Documentation of the agreement to sell the property to Think Loud Development for $1 plus the cost of acquisition was requested by the Gearharts’ attorneys during the discovery phase of the trial, but it was not provided, according to Eby's opinion.
'Arguable obstruction': During a June 2016 deposition, Shilvosky Buffaloe, interim director of the city’s department of economic and community development, testified that the RDA and Think Loud did not have any discussions until after the property was acquired, the opinion states.
But after he was confronted with a November 2013 application for a City Revitalization and Improvement Zone, Buffaloe admitted the RDA was aware of Think Loud’s interest in the property before acquiring it.
When the documents came to light, Hoyt argued that it was too late to add them into evidence, according to the opinion.
“We did not find (RDA’s) protestation of untimeliness to be credible when we learned that it was (RDA) who was, through noncompliance with discovery requests, responsible for the delay,” Eby wrote. “Given the arguable obstruction of Mr. Buffaloe and the noncompliance, whether intentional or unintentional, of (RDA) in providing potentially critical discovery related to that obstruction, we did not find (the Gearhart’s) motion to amend ‘too late’ as urged by (RDA).”
Nonexpert witness: The RDA also claimed it should receive a new trial because Eby prohibited testimony from RDA's expert witness on lead-based paint.
Eby disqualified Peter Voci as a lead-based paint expert after Voci told the judge he was an asbestos expert but worked for a company that is certified in lead-based paint, according to the opinion.
Voci also did not believe he was a lead-based paint expert when questioned directly by the judge, according to the opinion.
The RDA also argued that it deserved a new trial because the conversation between Eby and Voci should not have been held in front of the jury. That claim also was denied by Eby.
Excessive price: Finally, the RDA made three claims that the $1.25 million market price was excessive and "based on prejudice and sympathy" for the Gearhart family, according to the opinion. Again, the judge denied these claims.

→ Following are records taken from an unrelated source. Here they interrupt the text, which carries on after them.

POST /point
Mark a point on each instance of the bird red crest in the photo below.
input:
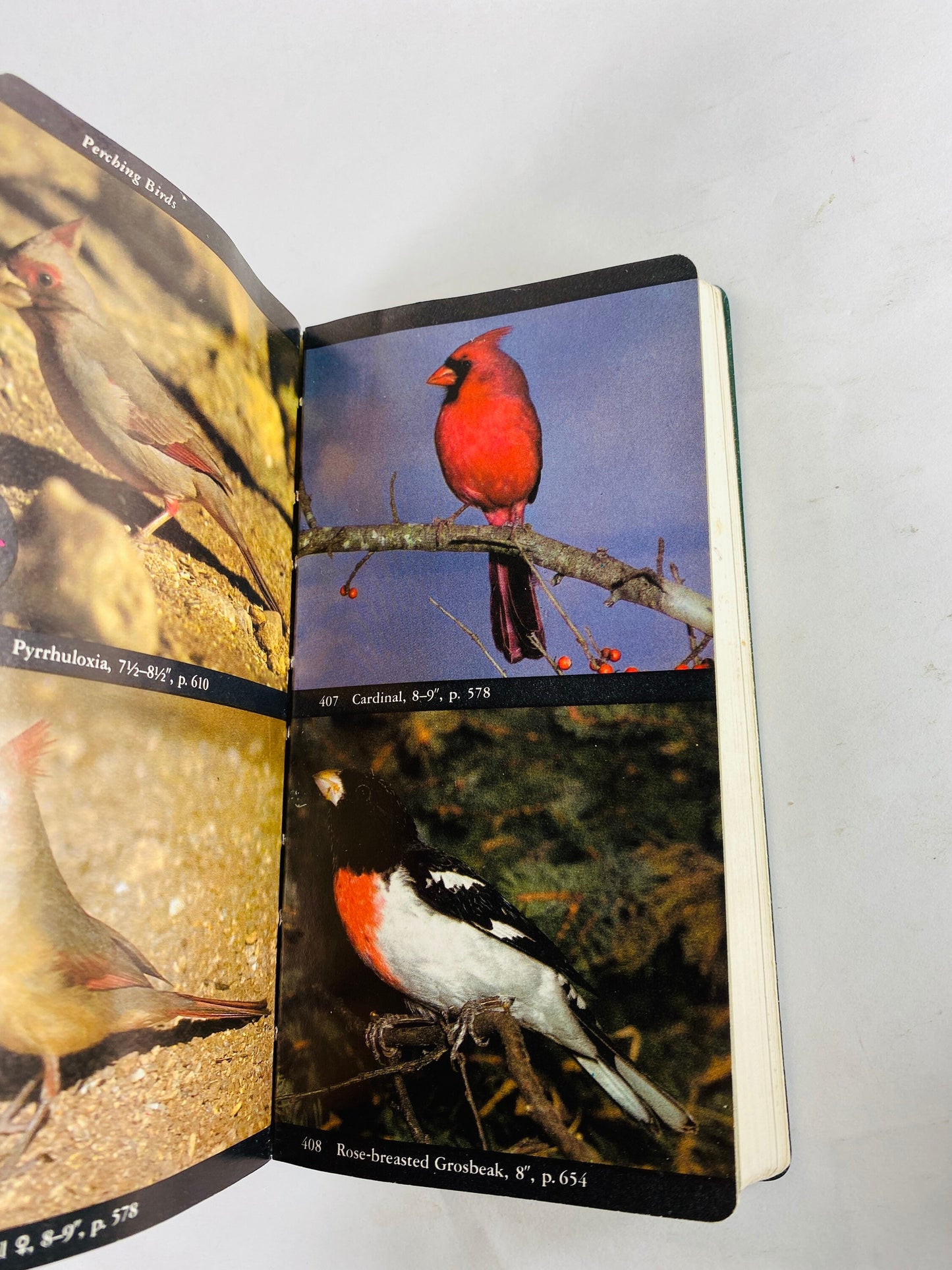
(491, 337)
(26, 752)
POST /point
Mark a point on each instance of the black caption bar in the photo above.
(30, 650)
(561, 1182)
(551, 690)
(52, 1238)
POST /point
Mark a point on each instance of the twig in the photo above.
(357, 568)
(698, 648)
(393, 501)
(621, 581)
(472, 635)
(567, 619)
(412, 1064)
(305, 501)
(530, 1086)
(408, 1109)
(471, 1100)
(537, 643)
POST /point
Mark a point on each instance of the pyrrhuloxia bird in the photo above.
(68, 981)
(107, 397)
(489, 444)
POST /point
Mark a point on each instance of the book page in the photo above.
(504, 950)
(148, 409)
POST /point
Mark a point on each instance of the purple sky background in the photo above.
(616, 382)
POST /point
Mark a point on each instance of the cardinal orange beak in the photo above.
(13, 293)
(443, 378)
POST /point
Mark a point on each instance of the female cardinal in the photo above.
(68, 981)
(489, 444)
(107, 397)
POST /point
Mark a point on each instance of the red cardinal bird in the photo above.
(489, 444)
(107, 397)
(68, 981)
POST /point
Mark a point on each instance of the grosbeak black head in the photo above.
(370, 830)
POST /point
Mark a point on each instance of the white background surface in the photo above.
(368, 154)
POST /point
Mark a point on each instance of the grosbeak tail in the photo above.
(445, 938)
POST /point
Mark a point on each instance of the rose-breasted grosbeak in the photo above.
(445, 938)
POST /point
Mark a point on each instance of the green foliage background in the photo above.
(602, 823)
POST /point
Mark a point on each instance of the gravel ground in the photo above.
(164, 816)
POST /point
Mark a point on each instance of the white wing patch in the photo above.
(504, 933)
(571, 992)
(453, 880)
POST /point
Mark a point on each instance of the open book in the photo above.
(379, 768)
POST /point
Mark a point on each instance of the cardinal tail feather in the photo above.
(215, 504)
(513, 608)
(636, 1095)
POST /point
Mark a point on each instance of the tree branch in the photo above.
(621, 581)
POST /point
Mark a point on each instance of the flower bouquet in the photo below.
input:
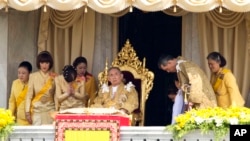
(217, 120)
(6, 123)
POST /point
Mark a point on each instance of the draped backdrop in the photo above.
(68, 34)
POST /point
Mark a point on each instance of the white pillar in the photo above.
(3, 58)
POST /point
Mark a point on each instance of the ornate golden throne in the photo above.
(135, 71)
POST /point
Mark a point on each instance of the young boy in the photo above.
(178, 106)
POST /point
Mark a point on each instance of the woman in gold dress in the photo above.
(223, 82)
(41, 89)
(69, 92)
(80, 64)
(18, 93)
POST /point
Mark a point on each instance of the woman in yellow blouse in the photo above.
(41, 89)
(223, 82)
(69, 92)
(80, 64)
(18, 93)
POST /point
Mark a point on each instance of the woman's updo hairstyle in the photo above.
(69, 73)
(216, 56)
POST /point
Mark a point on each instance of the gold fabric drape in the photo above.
(227, 33)
(67, 35)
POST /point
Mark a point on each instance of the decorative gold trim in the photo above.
(127, 60)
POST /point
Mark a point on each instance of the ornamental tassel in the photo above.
(6, 9)
(131, 9)
(175, 9)
(220, 10)
(86, 9)
(45, 8)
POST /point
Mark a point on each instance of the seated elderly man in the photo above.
(117, 95)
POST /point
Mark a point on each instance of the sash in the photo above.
(219, 79)
(21, 96)
(44, 89)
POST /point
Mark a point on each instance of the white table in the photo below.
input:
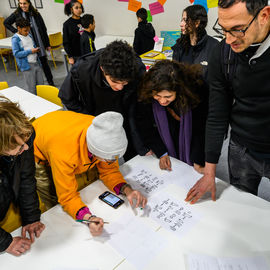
(6, 43)
(32, 105)
(236, 225)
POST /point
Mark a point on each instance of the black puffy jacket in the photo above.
(198, 54)
(85, 90)
(18, 186)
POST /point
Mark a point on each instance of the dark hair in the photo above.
(86, 20)
(142, 13)
(22, 22)
(118, 60)
(253, 6)
(194, 13)
(173, 77)
(67, 9)
(32, 10)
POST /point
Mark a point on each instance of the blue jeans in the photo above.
(245, 170)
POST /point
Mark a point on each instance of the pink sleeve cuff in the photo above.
(117, 188)
(82, 212)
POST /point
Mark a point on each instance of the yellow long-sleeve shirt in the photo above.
(61, 140)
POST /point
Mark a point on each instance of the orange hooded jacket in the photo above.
(61, 140)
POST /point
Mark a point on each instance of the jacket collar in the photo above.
(262, 48)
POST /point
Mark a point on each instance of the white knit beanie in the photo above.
(106, 137)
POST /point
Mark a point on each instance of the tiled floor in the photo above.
(59, 75)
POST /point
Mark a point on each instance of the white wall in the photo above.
(112, 16)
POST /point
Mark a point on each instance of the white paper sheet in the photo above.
(134, 240)
(182, 175)
(172, 214)
(202, 262)
(145, 180)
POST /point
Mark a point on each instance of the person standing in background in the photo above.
(38, 31)
(194, 46)
(72, 29)
(25, 51)
(144, 33)
(172, 112)
(88, 36)
(242, 103)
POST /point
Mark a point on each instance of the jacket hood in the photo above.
(147, 29)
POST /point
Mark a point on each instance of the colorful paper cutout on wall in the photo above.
(149, 16)
(156, 8)
(134, 5)
(162, 2)
(202, 3)
(212, 3)
(170, 37)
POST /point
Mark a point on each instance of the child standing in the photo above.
(144, 34)
(88, 36)
(72, 29)
(24, 50)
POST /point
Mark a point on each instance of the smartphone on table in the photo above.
(111, 199)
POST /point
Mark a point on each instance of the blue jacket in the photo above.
(20, 53)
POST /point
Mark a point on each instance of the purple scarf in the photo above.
(185, 132)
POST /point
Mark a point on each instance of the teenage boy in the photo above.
(246, 27)
(70, 143)
(144, 34)
(107, 80)
(88, 36)
(19, 202)
(24, 50)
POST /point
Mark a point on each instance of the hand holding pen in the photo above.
(95, 224)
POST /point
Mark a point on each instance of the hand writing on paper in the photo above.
(165, 163)
(34, 230)
(95, 228)
(206, 183)
(19, 246)
(71, 60)
(149, 153)
(135, 194)
(35, 50)
(198, 168)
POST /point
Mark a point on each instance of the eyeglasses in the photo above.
(235, 33)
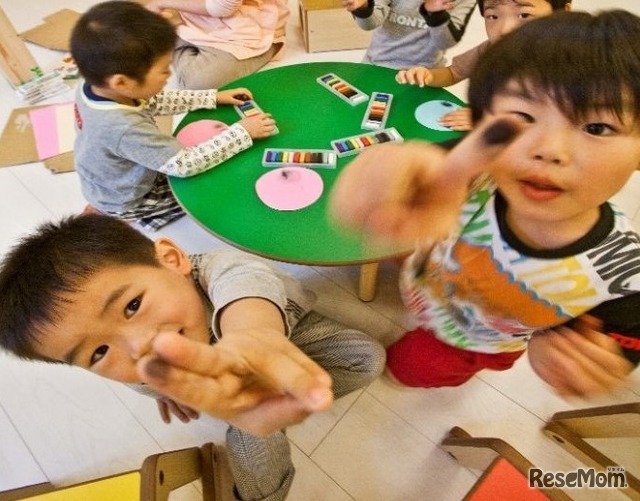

The RDA’s motion for a new trial "astonishingly argues that the jury 'had virtually no experience in formulating an accurate opinion of fair market value in an eminent domain case' and states that their 'absurd verdict' was based upon 'anti-governmental sentiment' similar to that evidenced in the 2014 Bundy standoff and subsequent occupation by armed militants of federal lands in ... Oregon," Eby wrote.